Insects. Not the most cuddly of creatures are they? And bees, well they sting!
Now I’m the first to admit that I was never a great fan of creepy crawlies. But thanks to our bees I don’t get the eebie-jeebies when I see something with multiple legs scuttle past.
For those of you who are unfamiliar with our story, we found ourselves keeping bees by default. Cliff’s step-dad Ron kept bees for decades and, his health failing, we got our first hive so we could learn how to help him when he no longer could. We got hooked.
While Ron kept his bees in his back garden, we sited our hive in the corner of a farmer’s field, with the farmer’s permission of course. This is called an out-apiary. Not as convenient as popping out of the back door to check the bees but a lot better for neighbourly relations.
Our good intentions have led us to where we now find ourselves: enthusiastic beekeepers with a productive and expanding out-apiary. Happy bees, pollinating and foraging in a beautiful part of the great English countryside, and producing the most delicious honey.
Bees are utterly fascinating and, the more time we spend with ours, the more we adore them. That’s not to say they perch on our shoulders and let us pet them – make a mistake and they soon let you know you’ve upset them! And for tiny creatures they let you know when they’re miffed. I prefer not to miff them …
Which brings me neatly to the subject of this blog: The Sting In The Tail.

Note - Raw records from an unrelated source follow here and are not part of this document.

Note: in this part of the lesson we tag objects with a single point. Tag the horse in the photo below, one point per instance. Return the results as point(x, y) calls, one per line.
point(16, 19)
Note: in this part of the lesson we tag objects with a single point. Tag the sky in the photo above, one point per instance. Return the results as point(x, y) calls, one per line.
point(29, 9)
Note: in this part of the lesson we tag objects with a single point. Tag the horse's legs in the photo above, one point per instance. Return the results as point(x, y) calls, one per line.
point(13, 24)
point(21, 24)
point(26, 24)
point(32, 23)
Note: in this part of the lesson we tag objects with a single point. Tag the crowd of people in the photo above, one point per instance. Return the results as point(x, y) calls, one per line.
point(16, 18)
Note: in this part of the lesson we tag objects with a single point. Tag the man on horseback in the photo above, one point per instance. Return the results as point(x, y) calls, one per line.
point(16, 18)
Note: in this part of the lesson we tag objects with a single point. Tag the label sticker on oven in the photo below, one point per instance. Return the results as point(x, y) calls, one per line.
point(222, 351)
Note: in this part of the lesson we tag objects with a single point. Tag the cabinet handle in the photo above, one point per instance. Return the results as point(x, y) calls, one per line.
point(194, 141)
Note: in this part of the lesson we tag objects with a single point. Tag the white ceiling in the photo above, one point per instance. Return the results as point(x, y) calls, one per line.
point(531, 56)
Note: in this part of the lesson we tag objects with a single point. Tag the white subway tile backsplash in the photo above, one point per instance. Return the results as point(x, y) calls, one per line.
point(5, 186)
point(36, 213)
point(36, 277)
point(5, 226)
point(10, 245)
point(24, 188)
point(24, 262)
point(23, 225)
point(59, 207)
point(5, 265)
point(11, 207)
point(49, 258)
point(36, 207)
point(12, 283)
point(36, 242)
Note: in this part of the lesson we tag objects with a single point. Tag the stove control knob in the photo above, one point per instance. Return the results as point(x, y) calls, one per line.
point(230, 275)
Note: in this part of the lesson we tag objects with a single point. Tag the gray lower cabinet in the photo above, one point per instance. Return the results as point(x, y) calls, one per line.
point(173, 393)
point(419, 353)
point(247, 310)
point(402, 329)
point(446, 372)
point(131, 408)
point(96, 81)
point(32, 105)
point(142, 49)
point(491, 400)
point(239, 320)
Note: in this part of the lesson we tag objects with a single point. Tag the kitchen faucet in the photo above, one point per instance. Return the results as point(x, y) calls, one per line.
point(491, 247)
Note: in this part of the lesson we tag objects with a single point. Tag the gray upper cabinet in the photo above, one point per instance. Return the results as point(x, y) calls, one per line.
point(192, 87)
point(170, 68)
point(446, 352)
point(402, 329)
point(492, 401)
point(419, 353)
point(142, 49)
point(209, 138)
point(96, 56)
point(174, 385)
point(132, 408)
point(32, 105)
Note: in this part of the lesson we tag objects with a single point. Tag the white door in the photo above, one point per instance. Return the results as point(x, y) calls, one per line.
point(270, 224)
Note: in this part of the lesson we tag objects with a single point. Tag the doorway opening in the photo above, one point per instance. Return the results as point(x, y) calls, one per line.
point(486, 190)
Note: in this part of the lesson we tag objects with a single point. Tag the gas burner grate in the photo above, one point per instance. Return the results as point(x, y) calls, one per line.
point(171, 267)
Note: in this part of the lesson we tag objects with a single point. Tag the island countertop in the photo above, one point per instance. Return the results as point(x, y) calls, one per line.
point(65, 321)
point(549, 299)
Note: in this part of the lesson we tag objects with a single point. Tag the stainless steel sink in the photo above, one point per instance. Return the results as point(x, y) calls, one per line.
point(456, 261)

A honey bee will only sting you if it feels threatened. They will sting to defend their hive, their honey stores and their Queen Bee. Remain calm if a bee approaches you. Don’t swat them. You wouldn’t like it if you were swatted while going about your business, and neither do they.
The honey bee’s sting has a barb at the tip and this disembowels the poor creature if it stings, so you can see why they only sting as a last resort! Besides, we need all the pollinators we can get.
Wasps and hornets are a whole different matter. They retain their stings and will do it repeatedly. Wasps and hornets could be said to have anger issues. Stay calm, don’t flap your arms around, move away from them and you should stay safe. Remember, the yellow and black stripy ones have short tempers so steer clear.
Honey bees work long and hard. Watch them when they land on the flowers in your garden: they’re oblivious to you as they collect nectar and pollen. It’s what they do and thank goodness for the honey.
I hope you like the image at the start of this blog. It shows two of our ladies returning home after a hard day’s work, with a bumper crop of yellow pollen on their legs. Bottoms up, ladies!